En l'espèce, la fille et le fils des plaignants, nés en 1985, respectivement en 1988 sont tous deux majeurs. Il ressort du dossier que la fille poursuit des études universitaires à A. alors que le fils, qui ne poursuit actuellement aucune formation, est sans activité lucrative. Dans ces conditions, c'est à juste titre que l'office a tenu compte, s'agissant de la fille majeure, non seulement de la base d'entretien, mais également des primes d'assurance-maladie. Compte tenu de la doctrine et de la jurisprudence précitées, on ne saurait pas reprocher à l'intimé de ne pas avoir retenu dans le minimum vital des parents, les frais de déplacements et d'hébergement à Lausanne. S'agissant du fils des plaignants, en l'absence d'une obligation légale d'entretien au sens de l'art. 277 al. 2 CC, il n'est pas critiquable que l'office ait retenu un montant de Fr. 150.- à titre de devoir d'assistance (art. 328 CC) des parents envers leur enfant. Il sied cependant de relever que l'office, qui a prévu de revoir la situation des plaignants en septembre 2013 en raison du versement d'une rente AVS et de 2epilier pour l'époux, pourra dans ce cadre également examiner le cas du fils qui projette apparemment de reprendre des études.
8.
Au vu de ce qui précède, les nouveaux calculs du minimum vital des plaignants laissant apparaître un montant saisissable de Fr. 1'390.- dès le 1erjuin 2013 et de Fr. 650.- dès le 1erjuillet 2013 pour l'époux et un montant de Fr. 400.- dès le 1erjuin 2013 et de Fr. 50.- dès le 1erjuillet 2013 pour l'épouse ont été établis correctement de sorte que la plainte doit être rejetée.

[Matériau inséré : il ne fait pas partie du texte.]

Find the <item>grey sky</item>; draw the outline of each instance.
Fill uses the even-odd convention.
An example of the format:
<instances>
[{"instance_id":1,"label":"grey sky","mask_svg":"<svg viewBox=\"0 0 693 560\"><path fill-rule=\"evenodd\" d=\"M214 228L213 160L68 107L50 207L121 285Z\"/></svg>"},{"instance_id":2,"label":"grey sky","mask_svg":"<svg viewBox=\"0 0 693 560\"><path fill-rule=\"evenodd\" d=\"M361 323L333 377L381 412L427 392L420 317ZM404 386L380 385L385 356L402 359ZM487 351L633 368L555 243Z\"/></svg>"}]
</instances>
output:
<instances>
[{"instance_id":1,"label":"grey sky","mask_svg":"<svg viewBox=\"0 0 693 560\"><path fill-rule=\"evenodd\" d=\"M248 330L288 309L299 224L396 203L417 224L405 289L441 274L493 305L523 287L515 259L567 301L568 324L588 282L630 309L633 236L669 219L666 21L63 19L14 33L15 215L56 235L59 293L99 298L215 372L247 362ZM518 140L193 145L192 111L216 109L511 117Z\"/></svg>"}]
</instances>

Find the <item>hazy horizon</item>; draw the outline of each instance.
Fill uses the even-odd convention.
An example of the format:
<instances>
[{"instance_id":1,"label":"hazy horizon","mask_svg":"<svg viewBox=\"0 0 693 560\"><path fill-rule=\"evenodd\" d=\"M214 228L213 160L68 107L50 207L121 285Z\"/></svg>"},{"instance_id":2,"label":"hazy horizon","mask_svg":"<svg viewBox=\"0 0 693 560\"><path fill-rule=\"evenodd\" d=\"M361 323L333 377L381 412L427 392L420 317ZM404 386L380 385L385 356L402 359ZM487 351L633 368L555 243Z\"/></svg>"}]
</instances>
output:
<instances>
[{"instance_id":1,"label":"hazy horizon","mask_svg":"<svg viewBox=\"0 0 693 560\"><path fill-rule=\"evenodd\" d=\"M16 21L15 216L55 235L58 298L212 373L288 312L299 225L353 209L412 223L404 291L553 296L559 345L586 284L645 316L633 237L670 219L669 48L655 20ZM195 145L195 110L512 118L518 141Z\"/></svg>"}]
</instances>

Dans la procédure de plainte devant les autorités cantonales de surveillance, il nest pas perçu de frais ni alloué de dépens (art. 20a, al. 2, ch. 5, LP; 61, al. 2, let. a, et 62, al. 2, OELP).
Par ces motifs, l'autorité cantonale inférieure de surveillance LP:
1.Rejette la plainte;
2.Dit qu'il est statué sans frais ni dépens.